Open pdf as txt file and then copy - why it doesn't work

Adonis4000 · February 15, 2022

I was thinking that since I am able to change the extension at the end of a .pdf to .txt and then back to .pdf without any loss of data, in theory I should be able to copy the text from the pdf file to another text file and then change that file to .pdf.

The reason for doing this would be to easily copy files using python, which there probably is a better way of going about (I have to yet to do proper research on it), but I am genuinely curious as to why it doesn't work.

When copying manually, I can see the copy is always a bit different that the original.

When copying with python, I get the error: 'charmap' codec can't decode byte 0x9c in position 470: character maps to <undefined>

Any help to understand why this doesn't work is appreciated.

Kilrah · February 15, 2022

31 minutes ago, Adonis4000 said:

I was thinking that since I am able to change the extension at the end of a .pdf to .txt and then back to .pdf without any loss of data, in theory I should be able to copy the text from the pdf file to another text file and then change that file to .pdf.

Chaging the name of the file doesn't touch the file itself.
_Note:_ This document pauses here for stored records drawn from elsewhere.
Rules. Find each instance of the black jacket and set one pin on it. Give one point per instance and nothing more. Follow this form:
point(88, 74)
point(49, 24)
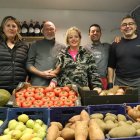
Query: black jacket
point(12, 65)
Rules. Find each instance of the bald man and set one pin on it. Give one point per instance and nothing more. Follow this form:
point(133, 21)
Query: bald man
point(42, 56)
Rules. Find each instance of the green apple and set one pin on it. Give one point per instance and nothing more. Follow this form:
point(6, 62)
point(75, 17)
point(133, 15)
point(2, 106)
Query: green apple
point(40, 122)
point(30, 123)
point(20, 127)
point(28, 130)
point(1, 122)
point(36, 127)
point(16, 134)
point(26, 136)
point(23, 118)
point(41, 134)
point(12, 124)
point(36, 138)
point(6, 131)
point(5, 137)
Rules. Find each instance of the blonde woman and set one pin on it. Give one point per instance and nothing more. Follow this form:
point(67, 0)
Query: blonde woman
point(77, 65)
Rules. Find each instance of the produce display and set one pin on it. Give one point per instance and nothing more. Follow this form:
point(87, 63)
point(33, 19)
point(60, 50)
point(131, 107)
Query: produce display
point(94, 127)
point(134, 112)
point(24, 128)
point(46, 97)
point(1, 122)
point(4, 97)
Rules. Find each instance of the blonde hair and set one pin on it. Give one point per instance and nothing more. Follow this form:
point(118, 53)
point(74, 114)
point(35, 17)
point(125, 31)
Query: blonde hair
point(4, 21)
point(69, 31)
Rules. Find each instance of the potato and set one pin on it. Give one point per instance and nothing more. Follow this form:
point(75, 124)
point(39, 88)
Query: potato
point(121, 117)
point(138, 132)
point(96, 116)
point(122, 131)
point(136, 125)
point(67, 133)
point(109, 117)
point(110, 124)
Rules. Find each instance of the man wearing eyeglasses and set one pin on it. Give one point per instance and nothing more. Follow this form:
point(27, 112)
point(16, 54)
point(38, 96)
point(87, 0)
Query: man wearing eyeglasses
point(124, 57)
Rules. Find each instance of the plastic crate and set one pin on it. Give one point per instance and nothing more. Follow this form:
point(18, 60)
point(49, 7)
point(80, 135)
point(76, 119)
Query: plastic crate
point(107, 108)
point(111, 108)
point(3, 114)
point(90, 97)
point(33, 113)
point(63, 114)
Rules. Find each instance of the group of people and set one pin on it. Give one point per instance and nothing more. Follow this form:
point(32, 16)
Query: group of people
point(50, 63)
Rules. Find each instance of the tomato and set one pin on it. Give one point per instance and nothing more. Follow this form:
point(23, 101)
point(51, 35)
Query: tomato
point(34, 105)
point(54, 98)
point(18, 94)
point(26, 104)
point(66, 88)
point(48, 103)
point(48, 89)
point(19, 104)
point(40, 89)
point(30, 89)
point(30, 99)
point(29, 94)
point(57, 90)
point(38, 102)
point(63, 93)
point(58, 103)
point(38, 95)
point(72, 92)
point(45, 99)
point(72, 98)
point(23, 90)
point(50, 94)
point(20, 99)
point(63, 98)
point(68, 102)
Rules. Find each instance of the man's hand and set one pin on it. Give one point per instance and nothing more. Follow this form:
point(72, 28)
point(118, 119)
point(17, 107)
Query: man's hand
point(48, 74)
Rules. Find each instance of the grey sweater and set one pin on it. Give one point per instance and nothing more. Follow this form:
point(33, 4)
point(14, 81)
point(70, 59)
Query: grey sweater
point(42, 55)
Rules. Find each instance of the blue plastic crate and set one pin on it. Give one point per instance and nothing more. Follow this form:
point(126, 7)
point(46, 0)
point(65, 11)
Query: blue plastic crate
point(3, 113)
point(106, 108)
point(63, 114)
point(33, 113)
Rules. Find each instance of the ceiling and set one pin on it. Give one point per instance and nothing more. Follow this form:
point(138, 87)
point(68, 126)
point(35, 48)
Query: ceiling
point(90, 5)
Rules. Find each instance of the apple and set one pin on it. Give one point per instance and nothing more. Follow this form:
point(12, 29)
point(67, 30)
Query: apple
point(28, 130)
point(20, 126)
point(36, 127)
point(6, 131)
point(27, 136)
point(5, 137)
point(41, 134)
point(23, 118)
point(1, 122)
point(30, 123)
point(40, 122)
point(16, 134)
point(12, 124)
point(36, 138)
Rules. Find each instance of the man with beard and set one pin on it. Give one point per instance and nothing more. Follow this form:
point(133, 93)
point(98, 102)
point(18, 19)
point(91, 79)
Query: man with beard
point(42, 56)
point(100, 52)
point(124, 58)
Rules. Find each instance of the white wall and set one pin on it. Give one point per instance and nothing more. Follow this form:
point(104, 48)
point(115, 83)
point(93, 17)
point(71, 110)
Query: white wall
point(64, 19)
The name is meaningless and has nothing to do with the format, it's just used for some OSes (and users) to decide what program will open it by default and it'll interpret the file contents however it needs.

The content of a pdf file is binary, not text. If you copy the contents with a text editor or python in text mode some bytes will be mangled/lost because they are not valid text characters. Need to open the file as binary.

31 minutes ago, Adonis4000 said:

copy files using python, which there probably is a better way of going about

shutil has file copy functions.

pythonmegapixel · February 15, 2022

There are two problems here.

Firstly, the file name extension (.txt, .pdf etc) is a description of what should be in the file, but changing it doesn't actually affect what is in the file. Think of it as having a box of apples with "apples" written on it. I could cross out "apples" and write "oranges" instead, but doing that doesn't change apples into oranges. In this case, when you change the file extension from PDF to TXT, the file itself is still in PDF format.

Secondly, PDF format files aren't readable as text, which is why Python is throwing errors - it is expecting to see Unicode characters but the bytes it is reading from the file are not valid Unicode characters.

There are Python libraries available that allow you to read PDF files though so I suggest you use one of them.

If all you want to do is copy the files, use the builtin shutil module

https://docs.python.org/3/library/shutil.html